I pause but don’t look at him, instead drawing in a shaky breath as I recall seeing my mother for the very first time in my living memory. She was frail and gaunt, but those grey-blue eyes of hers—so much like my own—were still striking.
“I… I drove down immediately. Got her into a private hospital, had every kind of test done to find out what was going on.” I pause again, a surge of guilt making my stomach churn when I recall how good Logan was at the time, but it’s gone in an instant. “Logan paid for everything: her hospital stay, all of the tests. He insisted we get her into the best care facility when the dementia diagnosis came back.”
There’s silence as I take a moment to swallow down the lump in my throat before I’m able to continue.
“I know she did what she did, but she’s my mum, so I was grateful, so very grateful to him, for financially looking after her… until I realised it was just another thing he has over me now. Another way of keeping me tied to him.”
“Whaddya mean?” Frankie asks, brows pulled down over those gorgeous green eyes of his.
“It’s the first thing he threatens me with if I do something he doesn’t like, and that can be anything. If I wear a dress, a lipstick colour, cook a meal he doesn’t like, he threatens to pull the funding and have her kicked out on the streets.”
“You’re fucking kidding?”
“Wish I fucking was. Not only that, but his family now own the care facility she’s in, and whenever I come down here to visit my mum, he checks with the staff that I’ve been, how long I stayed, did I take her out. Everything about my visit.”

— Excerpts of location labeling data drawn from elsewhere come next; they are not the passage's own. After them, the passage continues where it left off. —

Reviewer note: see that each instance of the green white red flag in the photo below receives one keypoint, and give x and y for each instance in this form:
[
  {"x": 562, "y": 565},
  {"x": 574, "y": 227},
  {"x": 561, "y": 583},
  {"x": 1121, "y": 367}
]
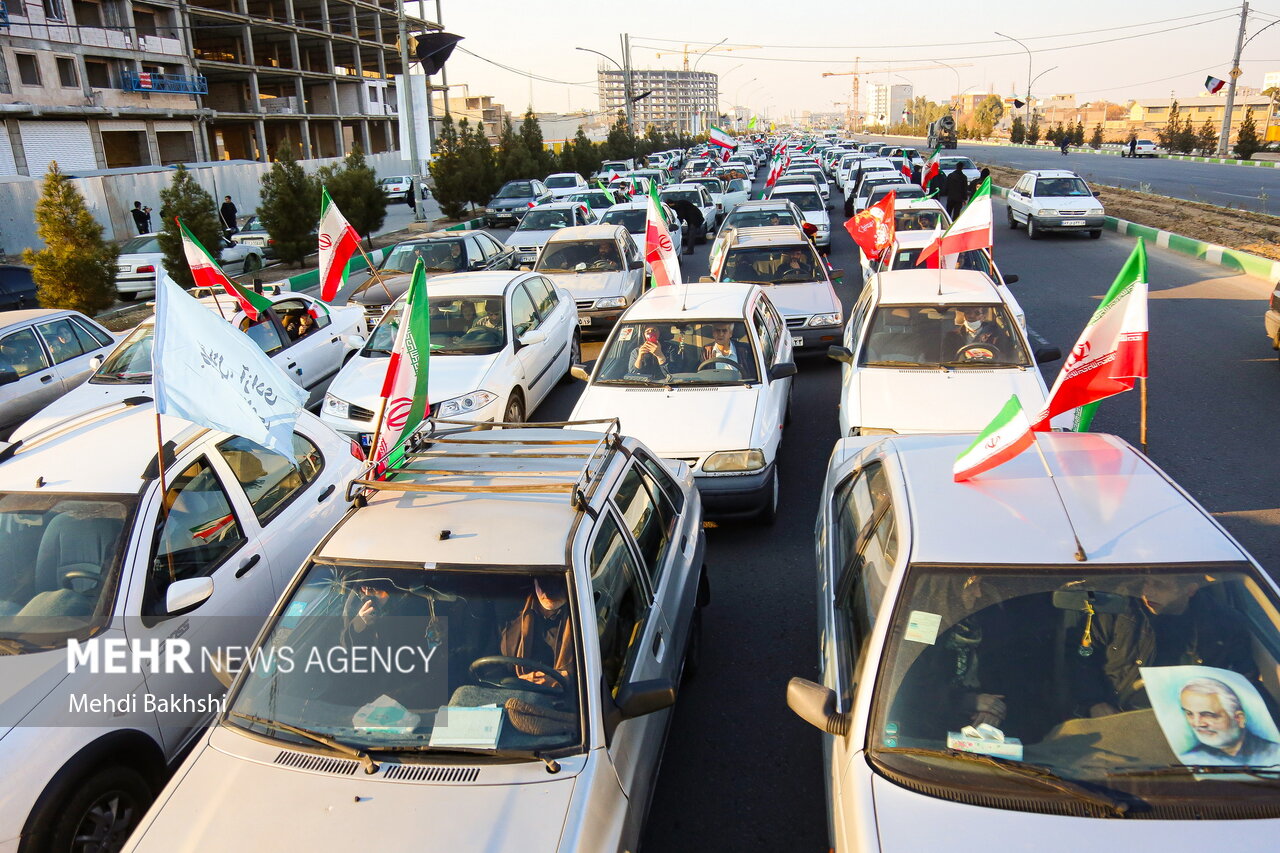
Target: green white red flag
[
  {"x": 1004, "y": 438},
  {"x": 972, "y": 228},
  {"x": 1111, "y": 352},
  {"x": 206, "y": 273},
  {"x": 406, "y": 383},
  {"x": 338, "y": 242}
]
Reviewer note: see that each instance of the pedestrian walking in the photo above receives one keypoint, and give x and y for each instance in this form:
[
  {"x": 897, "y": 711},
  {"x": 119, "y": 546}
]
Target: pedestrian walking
[
  {"x": 141, "y": 218},
  {"x": 228, "y": 214}
]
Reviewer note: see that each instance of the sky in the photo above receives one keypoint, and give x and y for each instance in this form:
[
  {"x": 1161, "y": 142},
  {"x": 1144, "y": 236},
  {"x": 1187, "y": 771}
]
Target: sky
[{"x": 1095, "y": 49}]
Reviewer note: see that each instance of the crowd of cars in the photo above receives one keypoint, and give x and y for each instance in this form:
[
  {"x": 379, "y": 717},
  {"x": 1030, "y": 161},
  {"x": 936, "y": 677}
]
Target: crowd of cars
[{"x": 545, "y": 583}]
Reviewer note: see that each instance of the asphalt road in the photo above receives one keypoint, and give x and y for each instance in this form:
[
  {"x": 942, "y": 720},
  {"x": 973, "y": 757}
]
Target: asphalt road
[
  {"x": 1228, "y": 186},
  {"x": 741, "y": 772}
]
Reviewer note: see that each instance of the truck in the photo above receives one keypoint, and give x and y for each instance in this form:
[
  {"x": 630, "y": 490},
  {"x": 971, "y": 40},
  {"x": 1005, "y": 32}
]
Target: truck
[{"x": 942, "y": 132}]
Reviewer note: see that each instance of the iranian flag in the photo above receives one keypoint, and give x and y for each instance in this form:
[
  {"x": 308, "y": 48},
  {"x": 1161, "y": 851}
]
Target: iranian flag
[
  {"x": 1004, "y": 438},
  {"x": 658, "y": 250},
  {"x": 338, "y": 242},
  {"x": 1111, "y": 352},
  {"x": 405, "y": 386},
  {"x": 972, "y": 228},
  {"x": 206, "y": 273},
  {"x": 722, "y": 138}
]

Sam’s still leaning on his elbows, but he’s put his cup down, laced his fingers together, except his index fingers, which are steepled and tapping against his lips as he watches me. I can see his jaw working as he grinds his teeth.
“So, yeah,” I say with a shrug. “Another reason—the main reason in fact—that I stay with him. If it was just me, I’d walk away. I’d have nothing, but I’d survive. There’s just no way I’d ever be able to keep Mum somewhere like where she is now. She can’t walk, can’t feed herself, and she’s mostly non-verbal. She needs twenty-four-seven care. If I leave Logan, I’ll have to work to support myself. That means I won’t be able to look after her. Sas has a family, and she works. She’d do what she could, but it wouldn’t be much, and I have absolutely no idea where my brothers even are. Not that I’d expect any support from them.”
“She had no problem walking away from you,” Frankie reminds me.
“Mate,” Sam responds with a headshake.
“What? She didn’t. Everyone in town knew Mila’s dad liked a beer, but she left her four kids with him and didn’t look back.”
“But I’m not her,” I state. “I know this…” I gesture between them with an upturned palm. “What we’re doing isn’t going to win me any Wife of The Year awards. Like I told you at Scott’s party, this is just me living out my fantasy of being fucked by two men at the same time before I settle down to a life of tedium, very bad sex, and motherhood.”